10. Independent t-test

The independent t-test is used to test the difference in our dependent variable between two different groups of observations. Our grouping variable is our independent variable. In other words, we use the independent t-test when we have a research question with a continuous dependent variable and a categorical independent variable with two categories in which different participants are in each category.

The independent t-test is also called the independent samples t-test and the Student’s t-test.
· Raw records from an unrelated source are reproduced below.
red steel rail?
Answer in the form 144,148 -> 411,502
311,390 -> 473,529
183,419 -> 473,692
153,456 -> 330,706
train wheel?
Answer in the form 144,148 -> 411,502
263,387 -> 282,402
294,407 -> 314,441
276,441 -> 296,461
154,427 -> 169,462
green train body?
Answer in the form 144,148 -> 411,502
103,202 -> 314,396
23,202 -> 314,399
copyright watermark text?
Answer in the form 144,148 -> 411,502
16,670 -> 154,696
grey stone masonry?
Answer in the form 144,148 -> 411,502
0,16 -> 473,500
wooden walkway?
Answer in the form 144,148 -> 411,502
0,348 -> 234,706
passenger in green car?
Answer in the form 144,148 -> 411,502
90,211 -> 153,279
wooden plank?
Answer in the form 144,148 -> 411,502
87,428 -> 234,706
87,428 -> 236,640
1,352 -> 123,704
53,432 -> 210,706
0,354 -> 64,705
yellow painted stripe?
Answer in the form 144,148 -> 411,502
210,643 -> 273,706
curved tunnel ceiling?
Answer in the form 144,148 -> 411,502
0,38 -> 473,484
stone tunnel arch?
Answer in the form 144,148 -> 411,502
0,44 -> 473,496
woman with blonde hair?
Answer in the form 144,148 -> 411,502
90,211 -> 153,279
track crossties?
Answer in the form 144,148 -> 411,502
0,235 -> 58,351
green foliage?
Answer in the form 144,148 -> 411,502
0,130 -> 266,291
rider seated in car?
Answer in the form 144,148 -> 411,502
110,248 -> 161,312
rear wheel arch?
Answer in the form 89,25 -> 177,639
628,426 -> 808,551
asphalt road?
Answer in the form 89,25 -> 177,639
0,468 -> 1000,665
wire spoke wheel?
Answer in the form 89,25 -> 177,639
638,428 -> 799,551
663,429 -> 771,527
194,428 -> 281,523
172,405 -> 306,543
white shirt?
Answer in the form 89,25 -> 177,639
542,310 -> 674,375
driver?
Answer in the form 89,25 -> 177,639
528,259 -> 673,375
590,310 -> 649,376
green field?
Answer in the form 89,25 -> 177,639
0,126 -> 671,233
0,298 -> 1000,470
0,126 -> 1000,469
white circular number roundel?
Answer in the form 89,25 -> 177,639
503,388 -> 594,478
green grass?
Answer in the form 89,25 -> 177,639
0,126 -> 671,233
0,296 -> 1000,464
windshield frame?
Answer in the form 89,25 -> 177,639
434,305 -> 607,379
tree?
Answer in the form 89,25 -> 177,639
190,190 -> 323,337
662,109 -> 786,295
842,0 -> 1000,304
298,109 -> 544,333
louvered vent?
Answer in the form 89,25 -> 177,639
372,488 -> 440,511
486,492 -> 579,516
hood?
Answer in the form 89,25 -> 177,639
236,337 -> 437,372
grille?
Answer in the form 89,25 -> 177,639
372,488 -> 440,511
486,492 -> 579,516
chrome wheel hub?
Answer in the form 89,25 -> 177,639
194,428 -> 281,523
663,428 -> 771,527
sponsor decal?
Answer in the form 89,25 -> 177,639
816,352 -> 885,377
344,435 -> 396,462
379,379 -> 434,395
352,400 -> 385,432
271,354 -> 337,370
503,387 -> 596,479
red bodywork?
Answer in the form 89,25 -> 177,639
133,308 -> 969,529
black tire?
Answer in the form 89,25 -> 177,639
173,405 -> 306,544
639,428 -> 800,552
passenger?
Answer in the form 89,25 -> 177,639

There are three different types of alternative hypotheses we could have for the independent t-test:

  1. Two-tailed

    • \(H_1\): Group 1 has a different mean than Group 2.
    • \(H_0\): There is no difference in means between the two groups.
  2. One-tailed

    • \(H_1\): Group 1 has a greater mean than Group 2.
    • \(H_0\): The mean for Group 1 is less than or equal to the mean for Group 2.
  3. One-tailed

    • \(H_1\): Group 1 has a smaller mean than Group 2.
    • \(H_0\): The mean for Group 1 is greater than or equal to the mean for Group 2.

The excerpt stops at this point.